According to the CBN, the cashless system has become necessary to promote the use of electronic means of transaction towards making Nigeria a cashless economy in the nearest future. CBN says the policy is in reaction to the increasing dominance of cash in the economy with its attendant implications for cost of cash management to the banking industry, security, money laundering, among other huge costs. The policy was endorsed by the Bankers’ Committee, which comprises the CBN, the Nigeria Deposit Insurance Corporation (NDIC), Discount Houses and the 24 commercial banks in the country.
Under the policy, effective from June 1, 2012, daily cumulative withdrawals and lodgments in banks by individuals would be limited to a maximum of N150,000, while daily cumulative withdrawals and lodgments by corporate customers is pegged at N1 million. However, individuals and corporate organizations wishing to withdraw above the fixed amount would have to pay special charges. Such special charges are not yet clear. Still, many industry watchers insist that the cashless policy has the benefit to transform the payment system and help the banks, many of which are currently in dire financial straits, reduce operating costs and lending rates. The apex bank has also said that most of the banks are currently incurring ‘excess baggage’ because of unnecessary expenses that are cutting deep into their financial profile and profitability.
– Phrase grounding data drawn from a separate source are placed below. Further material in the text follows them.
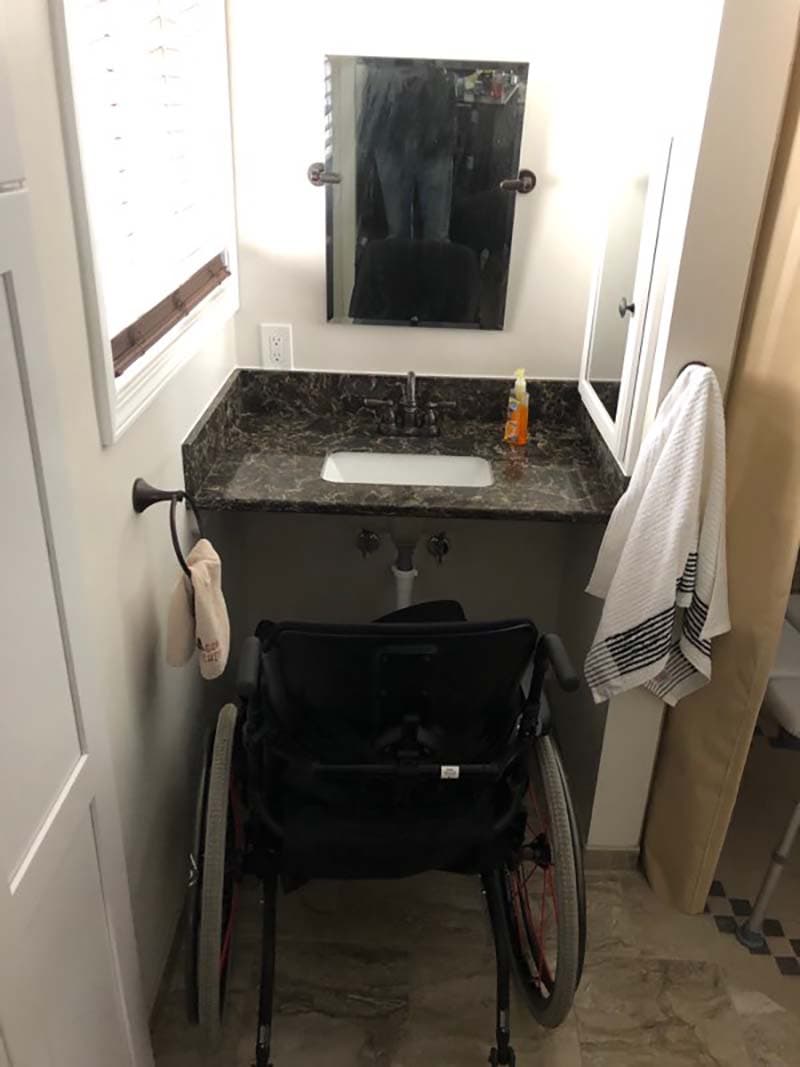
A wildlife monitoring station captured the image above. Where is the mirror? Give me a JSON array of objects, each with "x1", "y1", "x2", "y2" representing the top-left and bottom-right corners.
[
  {"x1": 578, "y1": 138, "x2": 672, "y2": 473},
  {"x1": 324, "y1": 55, "x2": 529, "y2": 330},
  {"x1": 585, "y1": 175, "x2": 650, "y2": 421}
]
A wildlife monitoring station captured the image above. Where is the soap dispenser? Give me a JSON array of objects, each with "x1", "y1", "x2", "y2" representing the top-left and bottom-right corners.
[{"x1": 503, "y1": 368, "x2": 529, "y2": 446}]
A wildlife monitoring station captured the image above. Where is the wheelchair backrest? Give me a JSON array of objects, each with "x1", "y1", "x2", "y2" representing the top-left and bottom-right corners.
[{"x1": 260, "y1": 618, "x2": 538, "y2": 764}]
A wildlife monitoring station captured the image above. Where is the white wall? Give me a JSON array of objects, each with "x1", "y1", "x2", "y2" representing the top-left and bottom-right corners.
[
  {"x1": 3, "y1": 0, "x2": 237, "y2": 1009},
  {"x1": 638, "y1": 0, "x2": 799, "y2": 422},
  {"x1": 228, "y1": 0, "x2": 679, "y2": 379},
  {"x1": 588, "y1": 176, "x2": 649, "y2": 381},
  {"x1": 588, "y1": 689, "x2": 664, "y2": 850}
]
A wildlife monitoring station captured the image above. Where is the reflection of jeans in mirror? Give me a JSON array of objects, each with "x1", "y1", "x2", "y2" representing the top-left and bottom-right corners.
[{"x1": 374, "y1": 147, "x2": 453, "y2": 242}]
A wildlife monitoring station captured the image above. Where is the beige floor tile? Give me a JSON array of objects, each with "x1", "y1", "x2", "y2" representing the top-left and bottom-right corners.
[
  {"x1": 274, "y1": 871, "x2": 492, "y2": 949},
  {"x1": 729, "y1": 987, "x2": 800, "y2": 1067},
  {"x1": 157, "y1": 866, "x2": 800, "y2": 1066},
  {"x1": 573, "y1": 957, "x2": 751, "y2": 1067},
  {"x1": 273, "y1": 940, "x2": 409, "y2": 1019},
  {"x1": 392, "y1": 1019, "x2": 582, "y2": 1067},
  {"x1": 152, "y1": 989, "x2": 259, "y2": 1066},
  {"x1": 709, "y1": 926, "x2": 800, "y2": 1018},
  {"x1": 271, "y1": 1010, "x2": 395, "y2": 1066},
  {"x1": 400, "y1": 970, "x2": 582, "y2": 1067},
  {"x1": 585, "y1": 871, "x2": 720, "y2": 962}
]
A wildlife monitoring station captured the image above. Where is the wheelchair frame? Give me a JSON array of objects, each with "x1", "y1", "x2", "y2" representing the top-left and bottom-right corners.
[{"x1": 187, "y1": 627, "x2": 586, "y2": 1066}]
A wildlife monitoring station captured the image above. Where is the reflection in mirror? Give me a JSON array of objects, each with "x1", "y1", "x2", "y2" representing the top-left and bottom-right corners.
[
  {"x1": 586, "y1": 174, "x2": 650, "y2": 421},
  {"x1": 325, "y1": 56, "x2": 528, "y2": 330}
]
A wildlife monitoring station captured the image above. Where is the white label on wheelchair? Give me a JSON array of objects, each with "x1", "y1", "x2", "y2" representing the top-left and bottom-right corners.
[{"x1": 440, "y1": 765, "x2": 460, "y2": 780}]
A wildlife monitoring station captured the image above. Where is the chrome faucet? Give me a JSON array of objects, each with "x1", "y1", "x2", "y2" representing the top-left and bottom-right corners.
[
  {"x1": 401, "y1": 371, "x2": 418, "y2": 426},
  {"x1": 361, "y1": 371, "x2": 455, "y2": 437}
]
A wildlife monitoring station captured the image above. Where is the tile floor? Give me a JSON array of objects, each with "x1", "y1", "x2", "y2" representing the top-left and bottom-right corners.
[
  {"x1": 153, "y1": 725, "x2": 800, "y2": 1066},
  {"x1": 152, "y1": 866, "x2": 800, "y2": 1066}
]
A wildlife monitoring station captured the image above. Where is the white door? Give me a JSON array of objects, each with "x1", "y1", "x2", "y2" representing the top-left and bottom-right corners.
[{"x1": 0, "y1": 52, "x2": 152, "y2": 1067}]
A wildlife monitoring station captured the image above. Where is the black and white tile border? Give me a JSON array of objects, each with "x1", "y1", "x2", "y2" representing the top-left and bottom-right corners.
[{"x1": 706, "y1": 879, "x2": 800, "y2": 977}]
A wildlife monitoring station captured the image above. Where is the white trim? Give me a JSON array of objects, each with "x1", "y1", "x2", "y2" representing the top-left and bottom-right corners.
[
  {"x1": 115, "y1": 278, "x2": 239, "y2": 439},
  {"x1": 48, "y1": 0, "x2": 239, "y2": 447}
]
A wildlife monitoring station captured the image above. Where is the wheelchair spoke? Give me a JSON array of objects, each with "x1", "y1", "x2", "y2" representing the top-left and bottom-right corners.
[
  {"x1": 501, "y1": 737, "x2": 583, "y2": 1027},
  {"x1": 512, "y1": 861, "x2": 555, "y2": 992},
  {"x1": 219, "y1": 885, "x2": 239, "y2": 973},
  {"x1": 508, "y1": 763, "x2": 563, "y2": 998}
]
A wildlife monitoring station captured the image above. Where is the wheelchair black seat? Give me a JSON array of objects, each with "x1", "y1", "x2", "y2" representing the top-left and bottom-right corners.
[
  {"x1": 254, "y1": 611, "x2": 536, "y2": 881},
  {"x1": 188, "y1": 600, "x2": 586, "y2": 1066}
]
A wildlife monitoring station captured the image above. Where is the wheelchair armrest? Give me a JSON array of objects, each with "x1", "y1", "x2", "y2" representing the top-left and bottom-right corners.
[
  {"x1": 537, "y1": 633, "x2": 580, "y2": 693},
  {"x1": 237, "y1": 635, "x2": 262, "y2": 699}
]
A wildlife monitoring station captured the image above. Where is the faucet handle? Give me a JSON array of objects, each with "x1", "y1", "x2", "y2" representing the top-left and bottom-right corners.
[
  {"x1": 361, "y1": 397, "x2": 398, "y2": 432},
  {"x1": 422, "y1": 399, "x2": 456, "y2": 436}
]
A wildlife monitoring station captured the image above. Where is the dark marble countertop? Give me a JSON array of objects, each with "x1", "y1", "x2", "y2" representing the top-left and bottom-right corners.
[{"x1": 183, "y1": 371, "x2": 624, "y2": 523}]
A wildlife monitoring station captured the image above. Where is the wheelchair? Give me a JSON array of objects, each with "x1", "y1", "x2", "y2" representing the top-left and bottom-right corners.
[{"x1": 185, "y1": 601, "x2": 586, "y2": 1066}]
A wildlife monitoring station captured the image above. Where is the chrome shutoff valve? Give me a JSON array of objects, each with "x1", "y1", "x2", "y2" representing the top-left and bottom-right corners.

But this makes special precautions economically appealing and expedient. We are, however, concerned that while this cashless policy has its noble intentions with the ultimate aim of growing our economy and encouraging the emergence of e-payment across the country, the groundwork for the take off of the system has not been sufficiently done. It is one thing to borrow a good idea, but the success of that idea must take into cognizance the peculiar economic environment of the country. No adequate enlightenment has been done before the take off of the policy in Lagos where the scheme is now being put to test. Caution is therefore necessary to avoid any unpleasant consequences such as mass cutback of banks’ staff.
As a new phenomenon in Nigeria, if the operational hitches are not taken care of, the noble objective of the scheme will be defeated. That is why many policies that have worked elsewhere in the world have failed in Nigeria.